NEW YORK – Sebuah asteroid y ang dijuluki ‘penghancur kota’ sekarang berisiko menghantam Bumi pada 22 Desember 2032.
Informasi terbaru diberikan oleh Badan Penerbangan serta Antariksa Nasional (NASA) pada hari Selasa, menjadikannya ancaman paling nyata dari objek luar angkasa yang dimaksud pernah tercatat pada prediksi modern.
Risiko Bumi ditabrak asteroid 2024 YR4 pada saat ini meningkat menjadi 3,1 persen. Namun, para ahli mencoba meredakan kegelisahan banyak orang.
“Kita tidaklah perlu panik meskipun persentasenya telah terjadi meningkat menjadi tiga.

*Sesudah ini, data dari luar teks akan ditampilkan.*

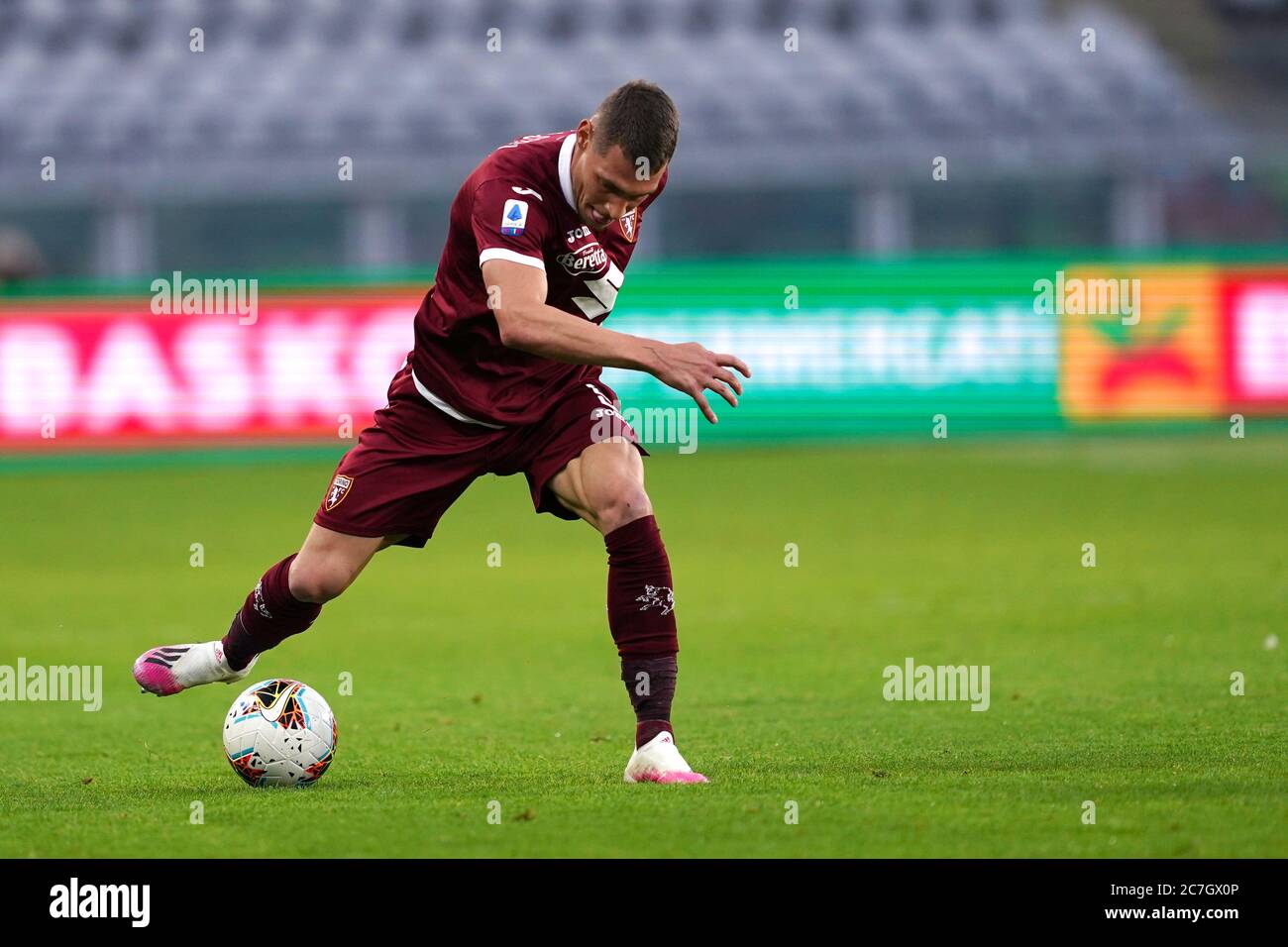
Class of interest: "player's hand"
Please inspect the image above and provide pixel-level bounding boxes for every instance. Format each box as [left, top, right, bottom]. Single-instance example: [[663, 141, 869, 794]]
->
[[652, 342, 751, 424]]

Wajar bagi para astronom untuk mengakumulasi lebih besar sejumlah data sebelum turun menjadi nol,” kata Kepala Ilmuwan dalam Planetary Society, Bruce Betts.
Ini sebab komunitas astronomi global, yang dimaksud memantau dengan cermat situasi dengan Teleskop Luar Angkasa James Webb, diperkirakan akan mengoreksi data bulan depan.
2024 YR4 pertama kali terdeteksi oleh Observatorium El Sauce di tempat Chili pada tanggal 27 Desember.
Diperkirakan lebarnya 40-90 meter (m) dan juga mempunyai komposisi yang mana cukup khas daripada asteroid langka yang dimaksud kaya logam.
Pada tanggal 29 Januari, Jaringan Peringatan Asteroid Internasional (IAWN) mengeluarkan memo peringatan tegas setelahnya kemungkinan dampak melebihi satu persen juga hitungan yang dimaksud kemudian berfluktuasi serta menunjukkan tren peningkatan.
Terakhir kali asteroid berukuran tambahan dari 30m mengancam Bumi adalah Apophis, dengan risiko menghantam Bumi pada tahun 2029 mencapai 2,7 persen, tetapi ancaman itu dikesampingkan oleh pengamatan tambahan.